Longs adieux
Evguenia Vassilievna élève seule son fils adolescent, Sacha, qu’elle continue de traiter comme un enfant. Après un séjour chez son père, Sacha souhaite rejoindre celui-ci, au grand dam d’Evguenia…
Brèves rencontres et Longs adieux constituent une sorte de diptyque : selon l’expression de Kira Mouratova, ce sont ses « mélodrames provinciaux », empreints à la fois d’ironie et de mélancolie, dans lesquels la dialectique du désir de liberté et de l’égoïsme, chère à la cinéaste, s’exprime pleinement. Peu apprécié par la censure soviétique, Brèves rencontres avait été diffusé de façon confidentielle ; suite à une projection désastreuse dans un club ouvrier, Longs adieux fut, selon l’expression d’usage durant ces années post-Dégel dites de Stagnation, « mis sur l’étagère », et rendu invisible pendant vingt ans. Comme le dit Kira Mouratova dans un entretien, en 1987 : « On a mille fois plus critiqué Longs adieux que Brèves rencontres, ça m’a coûté huit ans d’inactivité forcée. Il y a même eu une Résolution du Comité Central de l’Ukraine contre mon film alors qu’il n’y a pas l’ombre de politique dedans ! Rien qu’une histoire de famille, une atmosphère intimiste. Ils ont dit que c’était « un film bourgeois pourri ». C’est tout. De Brèves rencontres on pouvait encore dire : Ah ah, vous critiquez les autorités locales, la gestion des mairies, vous montrez que les gens vivent dans des taudis, qu’ils fuient les kolkhozes, etc. Du coup, ils l’ont sorti à la sauvette. Pas longtemps, mais sorti quand même. Longs adieux a été purement et simplement interdit. » Comme toujours en art, la « forme » fait au moins aussi scandale que le « fond » : ce film évanescent, qui va d’une dominante blanche vers une obscurité croissante et dans lequel Mouratova s’autorise des audaces typiques de son style (le fait, par exemple, de jouer sur ce relatif interdit du cinéma de fiction qu’est la répétition), en est un bel exemple.
Jean-François Buiré
Kira Mouratova
Farouchement intransigeante, Kira Mouratova a connu le redoutable honneur d’être une des cinéastes les plus censurés de l’ère soviétique, de ses débuts en 1967 jusqu’en 1986, quand débute la Perestroïka et que ses films quittent enfin les étagères où ils avaient été reclus. Et même là, alors que la censure n’existe plus officiellement, elle trouve encore le moyen de manquer de se faire interdire un de ses films. Ce que lui reprochaient tous les pouvoirs ? Moins tant le contenu politique de ses œuvres que son exigence inflexible, son refus de jouer le jeu et de plier l’échine. Mais surtout, la forme unique et radicale de ses films : décadrés, disruptifs dans leur narration, saturés de personnages passionnés, soliloqueurs doux dingues et mélancoliques, baignant dans une bande-son volontiers dissonante, pour ne pas dire cacophonique.

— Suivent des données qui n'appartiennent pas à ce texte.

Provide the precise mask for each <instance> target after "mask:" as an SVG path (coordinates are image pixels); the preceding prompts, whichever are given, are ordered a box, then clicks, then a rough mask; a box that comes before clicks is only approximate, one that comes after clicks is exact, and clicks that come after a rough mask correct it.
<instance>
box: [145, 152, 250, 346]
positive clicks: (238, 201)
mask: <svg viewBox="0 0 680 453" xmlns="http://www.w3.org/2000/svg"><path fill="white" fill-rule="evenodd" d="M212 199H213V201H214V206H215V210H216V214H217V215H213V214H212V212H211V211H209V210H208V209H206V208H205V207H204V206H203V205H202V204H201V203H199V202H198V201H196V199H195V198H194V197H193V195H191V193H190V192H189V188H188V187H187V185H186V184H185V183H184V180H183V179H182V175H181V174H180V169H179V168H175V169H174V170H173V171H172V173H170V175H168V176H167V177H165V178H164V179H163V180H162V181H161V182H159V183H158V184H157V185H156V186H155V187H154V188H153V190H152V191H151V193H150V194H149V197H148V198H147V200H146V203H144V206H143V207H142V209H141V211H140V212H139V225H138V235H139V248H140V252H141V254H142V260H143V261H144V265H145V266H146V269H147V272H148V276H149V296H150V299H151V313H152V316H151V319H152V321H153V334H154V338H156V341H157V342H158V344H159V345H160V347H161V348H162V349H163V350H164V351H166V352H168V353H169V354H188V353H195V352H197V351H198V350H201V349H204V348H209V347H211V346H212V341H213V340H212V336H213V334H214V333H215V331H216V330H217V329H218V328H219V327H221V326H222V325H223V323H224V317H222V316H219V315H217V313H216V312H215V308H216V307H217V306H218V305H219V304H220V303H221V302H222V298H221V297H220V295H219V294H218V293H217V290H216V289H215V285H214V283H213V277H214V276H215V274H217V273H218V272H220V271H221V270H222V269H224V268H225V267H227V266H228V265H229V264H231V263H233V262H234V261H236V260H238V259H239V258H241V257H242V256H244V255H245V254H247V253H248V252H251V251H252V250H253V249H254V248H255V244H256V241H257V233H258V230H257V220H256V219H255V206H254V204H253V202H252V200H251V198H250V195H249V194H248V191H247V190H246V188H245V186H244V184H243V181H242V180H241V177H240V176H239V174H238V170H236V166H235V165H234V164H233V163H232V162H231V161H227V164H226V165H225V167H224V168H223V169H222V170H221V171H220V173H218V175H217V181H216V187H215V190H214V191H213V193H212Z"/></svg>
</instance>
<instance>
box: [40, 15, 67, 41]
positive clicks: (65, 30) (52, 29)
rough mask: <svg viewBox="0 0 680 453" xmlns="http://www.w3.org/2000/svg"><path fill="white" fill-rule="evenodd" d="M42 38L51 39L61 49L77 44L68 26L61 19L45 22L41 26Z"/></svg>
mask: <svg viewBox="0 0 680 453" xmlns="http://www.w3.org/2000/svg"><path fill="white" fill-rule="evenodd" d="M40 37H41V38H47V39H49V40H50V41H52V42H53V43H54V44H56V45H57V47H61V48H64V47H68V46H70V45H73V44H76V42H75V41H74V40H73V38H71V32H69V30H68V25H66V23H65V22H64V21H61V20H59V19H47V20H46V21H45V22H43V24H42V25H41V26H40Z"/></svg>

Esprit indépendant, Mouratova a toujours refusé toute forme de récupération idéologique de son travail. Ses films ont su poser un regard intransigeant sur le monde contemporain.
Son style s’impose d’emblée : une vraie liberté de ton, une narration déconstruite à travers une série de flash-back et une franche prédilection pour le décadrage, une mise en scène qui sait être vertigineuse même entre quatre murs ; une tension permanente entre réel et théâtralité.